According to Dr Baker, this attitude is inextricably bound up in our national identity. “All subscribe to a narrative [which] informs psychologically powerful experiences of nationhood, and can involve processes of blind followership and attachment,” she says. “But we should seek to be able to identify and understand nationalist myths as narratives which oversimplify, dramatise and most importantly, selectively narrate the nation’s past. We must think critically about what is remembered and forgotten, by whom and for what end.”
“We need to move towards a more constructive, progressive patriotism, rather than the uncritical patriotism we see dominate political culture, which often involves an unwillingness to accept or give criticism to a nation and in this case, its monarch,” she continues. “There is nothing wrong with loyalty, but we must allow ourselves to be critically loyal. This allows one to question and criticise, and enables them to positively improve the country for the better.”
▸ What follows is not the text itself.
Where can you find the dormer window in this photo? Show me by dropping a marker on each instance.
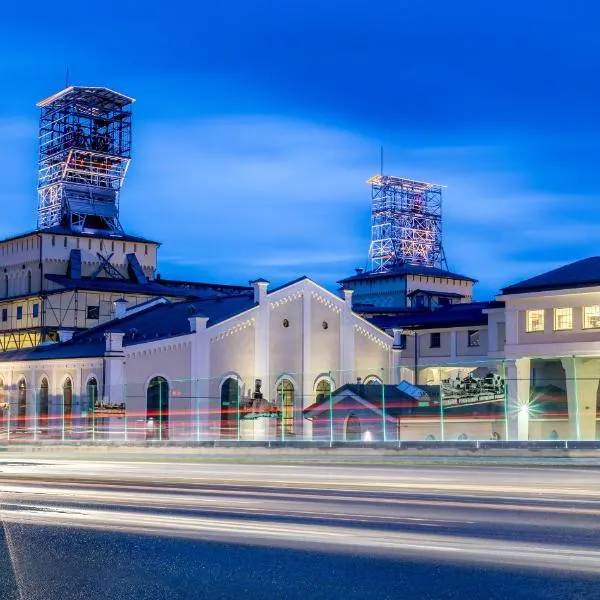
(563, 319)
(473, 338)
(535, 320)
(591, 317)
Of course, we do have a history of rebellion and revolt: there was the 1381 Peasants’ Revolt; the aforementioned Diggers and Levellers; the successful suffrage movement in the early 20th century. But it seems to take a seismic effort to get the English to see and remember the power in collective action – a stark contrast to the French, who will happily set a car alight as soon as they get a whiff of injustice. Where individuals are brave enough to refuse to bow down in the current situation – like the man who called Andrew “a sick old man” or the woman who held a sign reading “Fuck imperialism, abolish the monarchy” – the majority do nothing.
“There’s also a sense of a moment in history passing, and people want to place themselves in that historical context,” Dr Taylor says, speaking of the crowds gathering in London to file past the royal coffin. Herein lies the problem – people see history as something that just passively happens, something that is done to them. Do those swarming around Westminster Hall to gaze at the coffin not see themselves as agents of change, in control of their own destiny? Do they not realise that they’re in the very room where monarchy effectively ended 373 years ago, as the people seized power back from a corrupt king? Perhaps not. And so we do nothing, idly wondering if there will ever come a day when nobody’s head is on our coins, without grasping that the answer to that question lies with us – the people.